Decision No. 17,512
Appeal of SHAIMAA MOSTAFA, on behalf of IBRAHIM MOCK, from action of the Board of Education of the City School District of the City of New York regarding transportation.
Decision No. 17,512
(September 26, 2018)
Zachary W. Carter, Corporation Counsel, attorney for respondent, Lesley Berson Mbaye, Esq., of counsel
ELIA, Commissioner.--Petitioner appeals a determination of the New York City Department of Education (“respondent”) to deny her child a hazard variance for the 2017-2018 school year. The appeal must be dismissed.
Respondent's transportation policy (“Chancellor's regulation A-801”) provides for free transportation, either by school bus or public transit via a MetroCard, to students in grades three through six who live one mile or more from the school they attend. Students in grades three through six who reside one-half mile or more but less than one mile from school are eligible for a half-fare MetroCard for public transportation. Students not otherwise entitled to school bus transportation may annually seek a variance to receive such transportation, based on hazardous conditions along the student's walking route to school or to a bus stop.
On or about September 25, 2017, petitioner submitted a written request for a hazard variance for the 2017-2018 school year, on behalf of the student, to the Office of Pupil Transportation (“OPT”). By letter dated October 20, 2017, OPT denied petitioner’s hazard variance request. This appeal ensued. Petitioner’s request for interim relief was denied on December 13, 2017.
Petitioner asserts that she resides 0.7 miles away from the student’s school and that the student’s route to school is hazardous. Specifically, petitioner contends that on the student’s route there is a hazardous exit zone; that there are no crossing guards on a mandatory path that the student must take from school to home[1]; the speed limit is 10 miles per hour higher than most residential areas; and there is no sidewalk on one of the blocks that the student must cross. Petitioner also claims that, prior to denying her request, respondent should have provided petitioner with the opportunity to show respondent the areas of her concern. Petitioner further alleges that respondent granted hazard exceptions for a 3rd and 5th grader who reside in the same neighborhood, and that respondent’s denial of petitioner’s request is “unexplained discrimination.”
Respondent asserts that petitioner failed to demonstrate any entitlement to a hazard variance or that respondent’s denial of the hazard variance was arbitrary or capricious. On the contrary, respondent alleges that it acted in good faith in denying petitioner’s request for a hazard variance because OPT has provided petitioner with an alternative route that has no hazardous conditions that is less than one mile from the school, in accordance with Chancellor’s regulation A-801.
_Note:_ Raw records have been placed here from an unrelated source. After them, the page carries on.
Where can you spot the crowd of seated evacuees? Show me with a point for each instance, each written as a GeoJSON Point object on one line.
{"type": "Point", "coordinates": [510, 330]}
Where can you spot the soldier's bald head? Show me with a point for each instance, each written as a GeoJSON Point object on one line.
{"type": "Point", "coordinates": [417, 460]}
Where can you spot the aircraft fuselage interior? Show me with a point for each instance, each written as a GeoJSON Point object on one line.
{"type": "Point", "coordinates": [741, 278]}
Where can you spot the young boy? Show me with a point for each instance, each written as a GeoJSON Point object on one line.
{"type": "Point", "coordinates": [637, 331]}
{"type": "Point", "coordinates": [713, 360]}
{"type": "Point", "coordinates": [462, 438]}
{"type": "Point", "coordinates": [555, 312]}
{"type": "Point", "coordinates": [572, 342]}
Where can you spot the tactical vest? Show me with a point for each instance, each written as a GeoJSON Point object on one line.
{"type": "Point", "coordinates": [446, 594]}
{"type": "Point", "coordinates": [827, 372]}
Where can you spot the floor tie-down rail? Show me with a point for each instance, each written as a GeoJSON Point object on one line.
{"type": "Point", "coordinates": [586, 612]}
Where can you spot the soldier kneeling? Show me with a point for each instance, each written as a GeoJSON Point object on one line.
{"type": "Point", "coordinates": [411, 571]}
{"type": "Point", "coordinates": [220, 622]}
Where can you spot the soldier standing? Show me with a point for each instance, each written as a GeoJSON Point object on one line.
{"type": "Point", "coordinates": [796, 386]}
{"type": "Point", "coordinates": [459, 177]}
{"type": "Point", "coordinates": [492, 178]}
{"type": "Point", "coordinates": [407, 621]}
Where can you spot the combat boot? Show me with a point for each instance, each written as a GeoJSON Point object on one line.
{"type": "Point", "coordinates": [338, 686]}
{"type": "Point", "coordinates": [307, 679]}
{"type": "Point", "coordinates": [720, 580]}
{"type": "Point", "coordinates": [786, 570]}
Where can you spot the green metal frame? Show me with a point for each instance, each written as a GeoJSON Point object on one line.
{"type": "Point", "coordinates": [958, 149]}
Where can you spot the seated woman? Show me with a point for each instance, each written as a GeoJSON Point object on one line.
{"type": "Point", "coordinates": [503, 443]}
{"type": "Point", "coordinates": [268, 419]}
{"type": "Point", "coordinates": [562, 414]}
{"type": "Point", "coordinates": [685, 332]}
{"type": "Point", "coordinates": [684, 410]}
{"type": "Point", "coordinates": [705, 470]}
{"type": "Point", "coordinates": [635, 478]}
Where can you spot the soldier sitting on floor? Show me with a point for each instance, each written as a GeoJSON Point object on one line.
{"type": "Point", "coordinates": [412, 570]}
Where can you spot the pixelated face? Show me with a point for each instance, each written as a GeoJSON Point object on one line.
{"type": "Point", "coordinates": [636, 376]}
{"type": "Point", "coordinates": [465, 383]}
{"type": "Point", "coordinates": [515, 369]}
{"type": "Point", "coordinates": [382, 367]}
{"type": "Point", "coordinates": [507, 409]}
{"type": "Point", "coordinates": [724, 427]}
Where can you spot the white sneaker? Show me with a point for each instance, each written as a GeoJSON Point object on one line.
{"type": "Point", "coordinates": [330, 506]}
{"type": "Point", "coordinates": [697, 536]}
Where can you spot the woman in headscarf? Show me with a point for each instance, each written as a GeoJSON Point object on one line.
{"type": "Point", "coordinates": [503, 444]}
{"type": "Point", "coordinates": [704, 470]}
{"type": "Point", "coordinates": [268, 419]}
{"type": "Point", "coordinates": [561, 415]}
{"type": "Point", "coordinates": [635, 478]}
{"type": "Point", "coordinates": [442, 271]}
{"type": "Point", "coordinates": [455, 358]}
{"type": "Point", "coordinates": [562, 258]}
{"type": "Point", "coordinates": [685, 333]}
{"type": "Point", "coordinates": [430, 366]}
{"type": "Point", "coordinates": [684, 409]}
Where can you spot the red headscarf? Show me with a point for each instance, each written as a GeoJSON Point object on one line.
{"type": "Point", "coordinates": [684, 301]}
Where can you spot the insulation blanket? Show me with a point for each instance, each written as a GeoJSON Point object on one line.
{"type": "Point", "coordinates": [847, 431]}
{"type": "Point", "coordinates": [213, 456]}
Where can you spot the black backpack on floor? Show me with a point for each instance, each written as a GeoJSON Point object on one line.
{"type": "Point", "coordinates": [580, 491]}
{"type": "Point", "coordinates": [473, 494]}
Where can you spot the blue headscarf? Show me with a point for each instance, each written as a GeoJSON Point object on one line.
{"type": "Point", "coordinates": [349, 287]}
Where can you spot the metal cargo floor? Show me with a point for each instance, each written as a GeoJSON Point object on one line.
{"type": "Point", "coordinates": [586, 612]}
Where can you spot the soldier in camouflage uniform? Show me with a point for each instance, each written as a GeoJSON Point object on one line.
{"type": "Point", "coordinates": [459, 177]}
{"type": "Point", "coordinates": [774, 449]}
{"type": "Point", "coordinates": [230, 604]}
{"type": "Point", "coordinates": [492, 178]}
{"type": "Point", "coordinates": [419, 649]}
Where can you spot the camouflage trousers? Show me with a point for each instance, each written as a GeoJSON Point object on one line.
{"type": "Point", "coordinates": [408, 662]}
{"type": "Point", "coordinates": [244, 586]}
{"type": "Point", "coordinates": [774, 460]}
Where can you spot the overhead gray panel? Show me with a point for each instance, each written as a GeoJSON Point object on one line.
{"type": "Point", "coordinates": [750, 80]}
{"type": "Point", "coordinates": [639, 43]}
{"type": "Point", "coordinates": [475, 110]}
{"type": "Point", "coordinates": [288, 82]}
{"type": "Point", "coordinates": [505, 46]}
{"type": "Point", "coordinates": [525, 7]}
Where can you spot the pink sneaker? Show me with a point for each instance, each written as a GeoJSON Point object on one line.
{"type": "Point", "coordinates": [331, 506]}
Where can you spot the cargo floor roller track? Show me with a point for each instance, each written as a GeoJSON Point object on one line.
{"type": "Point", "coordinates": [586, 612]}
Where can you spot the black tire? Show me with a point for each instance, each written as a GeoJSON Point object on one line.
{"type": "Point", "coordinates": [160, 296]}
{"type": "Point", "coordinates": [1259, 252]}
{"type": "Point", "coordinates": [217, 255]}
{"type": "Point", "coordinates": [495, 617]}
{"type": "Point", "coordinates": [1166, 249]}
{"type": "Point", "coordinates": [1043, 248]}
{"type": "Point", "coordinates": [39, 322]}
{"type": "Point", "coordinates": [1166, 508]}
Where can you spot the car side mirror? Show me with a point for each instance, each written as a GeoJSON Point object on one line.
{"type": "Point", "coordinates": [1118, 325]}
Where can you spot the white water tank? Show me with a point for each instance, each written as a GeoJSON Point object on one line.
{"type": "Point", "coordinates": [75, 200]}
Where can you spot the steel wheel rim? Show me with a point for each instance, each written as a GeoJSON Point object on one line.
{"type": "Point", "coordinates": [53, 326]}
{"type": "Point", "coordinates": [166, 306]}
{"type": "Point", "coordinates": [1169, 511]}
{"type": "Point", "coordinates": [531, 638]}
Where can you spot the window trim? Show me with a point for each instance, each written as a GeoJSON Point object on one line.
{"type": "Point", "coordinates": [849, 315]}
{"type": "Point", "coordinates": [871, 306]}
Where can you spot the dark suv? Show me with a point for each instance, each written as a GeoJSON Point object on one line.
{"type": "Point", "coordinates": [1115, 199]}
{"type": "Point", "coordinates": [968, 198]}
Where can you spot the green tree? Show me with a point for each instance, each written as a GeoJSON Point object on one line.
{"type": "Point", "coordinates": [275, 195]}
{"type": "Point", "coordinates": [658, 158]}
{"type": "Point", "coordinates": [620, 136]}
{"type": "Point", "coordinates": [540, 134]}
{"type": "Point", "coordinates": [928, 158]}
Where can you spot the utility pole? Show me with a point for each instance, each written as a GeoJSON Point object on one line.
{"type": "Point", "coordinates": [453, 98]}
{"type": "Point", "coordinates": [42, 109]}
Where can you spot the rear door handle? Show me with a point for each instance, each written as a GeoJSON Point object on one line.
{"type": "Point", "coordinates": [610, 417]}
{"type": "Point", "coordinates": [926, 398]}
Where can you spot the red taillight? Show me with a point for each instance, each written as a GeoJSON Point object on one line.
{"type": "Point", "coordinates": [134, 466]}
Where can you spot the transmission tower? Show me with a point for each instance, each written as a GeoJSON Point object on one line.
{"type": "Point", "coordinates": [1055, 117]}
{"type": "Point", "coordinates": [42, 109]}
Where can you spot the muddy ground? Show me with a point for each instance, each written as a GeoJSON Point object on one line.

The appeal must be dismissed as moot. The Commissioner will only decide matters in actual controversy and will not render a decision on a state of facts which no longer exist or which subsequent events have laid to rest (Appeal of Sutton, 57 Ed Dept Rep, Decision No. 17,331; Appeal of a Student with a Disability, 48 id. 532, Decision No. 15,940; Appeal of M.M., 48 id. 527, Decision No. 15,937). The sole relief sought in the petition is a stay of respondent’s decision to deny petitioner a hazard variance for the 2017-2018 school year. Since interim relief was denied on December 13, 2017 and the 2017-2018 school year has ended, the appeal must be dismissed as moot.
In light of the above disposition, I need not address the parties’ remaining contentions.
THE APPEAL IS DISMISSED.
END OF FILE
[1] The petition states that pictures of the student’s route are attached. However, the petition contains no such pictures. The only attachment is an overview map that lists the streets but does not depict the streets.